Как и следовало ожидать, спустя несколько месяцев такой жизни с Бузей стало плохо, возникли исконно женские проблемы – истекая кровью, в бреду, она, мокрая от пота, металась по кровати. А они стояли, семеро, вокруг топчана, молча смотрели, могучие, оборванные и бессильные. Как бездомные псы.
Обменивая камни на еду и одежду, Андрей в то полнолуние обмолвился, что у них проблема. И даже согласился сходить на лодке вниз по реке, к одному шаману, сведущему в этих делах. С набором кровеостанавливающих и ранозаживляющих снадобий отправился назад. И от усталости, безнадежности, переживаний за чужую жизнь дал слабину – согласился взять с собой и Черненького, ведь он до войны окончил фельдшерские курсы, и мать его медик, причем тот самый, роды принимает и аборты делает у всей округи.
А когда пришла зима, и в отороченных морозной рамкой висели, дрожа, синевато-хрустальные звезды, и ночи этой, казалось, не будет конца, в жарко натопленной каптерке, на медвежьей шкуре, поближе к печурке, прямо на полу, сидела Ритка, держа в вытянутой руке автомобильное зеркало, и, положив смуглое лицо на ее плечо, блестел глазом из сумрака Черненький.
– Я видел в этом лесу такое чудо… – говорил он, дыша ей в ухо, – кожа как алебастр, где не дотронься, все бархат и шелк, и пахнет так… белая такая, а губы, как сочный персик, у деда Ахмета в саду такие были, а глаза… эти глаза вот до сих пор стоят, вот так… Да вот больная какая-то. Как вон из избы идет – лицо платком заматывает… А и так хороша…
Риткины ноздри дрогнули и раздулись, губы обескровились, прикушенные, зеркало со стуком упало на пол.
– Я слышала, что она жива. Что там где-то в лесу есть шахта заброшенная, – глухо сказала Ритка, опираясь костяшками пальцев, в золотистом кругу света, о стол Ильи Иосифовича, стоя у него за спиной.
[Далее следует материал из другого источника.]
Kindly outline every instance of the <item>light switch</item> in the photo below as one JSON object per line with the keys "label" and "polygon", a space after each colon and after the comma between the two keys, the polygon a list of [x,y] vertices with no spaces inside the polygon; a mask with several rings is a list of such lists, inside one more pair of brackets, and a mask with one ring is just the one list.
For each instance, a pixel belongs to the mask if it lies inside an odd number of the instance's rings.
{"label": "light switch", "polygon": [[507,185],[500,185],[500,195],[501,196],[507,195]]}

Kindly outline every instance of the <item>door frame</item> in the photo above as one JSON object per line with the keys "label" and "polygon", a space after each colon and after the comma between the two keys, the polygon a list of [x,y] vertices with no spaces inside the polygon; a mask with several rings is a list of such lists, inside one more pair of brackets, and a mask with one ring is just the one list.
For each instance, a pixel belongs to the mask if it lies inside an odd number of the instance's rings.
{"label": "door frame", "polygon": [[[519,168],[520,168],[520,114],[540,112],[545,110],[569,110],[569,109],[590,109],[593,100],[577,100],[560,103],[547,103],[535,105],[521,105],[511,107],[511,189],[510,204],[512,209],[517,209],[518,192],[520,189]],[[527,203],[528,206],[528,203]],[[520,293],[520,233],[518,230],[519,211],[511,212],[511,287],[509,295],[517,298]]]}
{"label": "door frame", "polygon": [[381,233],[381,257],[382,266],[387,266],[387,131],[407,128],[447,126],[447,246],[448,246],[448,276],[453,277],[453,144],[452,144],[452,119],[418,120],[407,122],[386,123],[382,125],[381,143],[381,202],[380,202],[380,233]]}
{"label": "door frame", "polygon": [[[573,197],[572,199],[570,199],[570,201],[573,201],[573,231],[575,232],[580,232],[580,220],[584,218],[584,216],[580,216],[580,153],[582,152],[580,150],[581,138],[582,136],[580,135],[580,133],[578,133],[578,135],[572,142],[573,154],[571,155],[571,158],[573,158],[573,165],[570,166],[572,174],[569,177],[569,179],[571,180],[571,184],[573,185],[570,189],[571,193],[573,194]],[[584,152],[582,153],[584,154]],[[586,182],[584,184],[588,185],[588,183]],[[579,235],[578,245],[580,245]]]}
– Быть такого не может, глупости, – резко ответил Илья Иосифович, не отрываясь от письма. – Какие такие шахты заброшенные?
– Мне человек один сказал. Описал ее. Другой такой не может быть.
– И где он ее видел? В тайге?
– Да, там что-то вроде поселения… староверы какие-то…
– Вызвать его сюда и допросить.
– Ты как со мной разговариваешь? – она нагнулась к нему, подбородком касаясь звезд на погонах. – Со старшей по званию…
Но Черненький никому ничего не сказал. Конечно, ребята побили его для начала маленько, и повели в тот лес, чтобы вспомнил дорогу, и ножом в зад кололи, но дороги ведь не было, и потом обратно три дня выбирались, сами уже перепугались, что заплутали в том лесу проклятом. А Черненький оказался со своим израненным задом в итоге в гарнизонной санчасти в безопасности и вдали от них от всех.
А Ритка, сидя на медвежьей шкуре, спиной к очередному лесорубу, бралась иногда, в красноватых жарких сумерках, за треклятое автомобильное зеркало, смотрела в него и видела там – вот ведь чертова холера – нерусское белое лицо, нежное, девичье, с блестящими глазами… только его, и ненависть скручивала ее, проступая новыми морщинами, углубляясь в носогубные складки, отягощая уголки рта и глаз.
С матерью Черненького, старой полной татаркой по имени Сунмас Романовна, Ритка состояла в давних, приязненных и законспирированных отношениях – имелись, конечно, истории, выпутаться из которых помогали только эти ее короткопалые, коричневатые от йода руки. К ней и пришла Ритка, бесцеремонно выгнав толпу ожидающих приема женщин. В дверях поставила двух охранников. Убедившись, что вокруг все затихло, сняла шапку, тряхнув рыжими кудрями, села за стол. Сунмас Романовна не спеша ополаскивала руки из эмалированного рукомойника в углу комнаты, тщательно потом вытирала, выжидающе стоя к Ритке вполоборота, как бы готовая слушать, но сама разговор не начинала.
– В лесу, на северо-западе, вверх по реке есть какое-то незаконное поселение.
Старая татарка улыбалась одними глазами (а были они у нее гипнотически добрыми, говорят, действовали на баб усыпляюще, заставляя забывать о боли).
– Мне нужно, чтобы кто-то отправился туда и кое-что передал. Там есть девка одна, сильно мне дорогу перешла…
– И семеро вооруженных воров-рецидивистов. Если хочешь по правилам, то у тебя есть свои рычаги, я же в подобном не участвую, ты знаешь… – Сунмас Романовна положила на край стола белое вафельное полотенце и тяжело опустилась напротив Ритки, озираясь в поисках кружки с недопитым чаем.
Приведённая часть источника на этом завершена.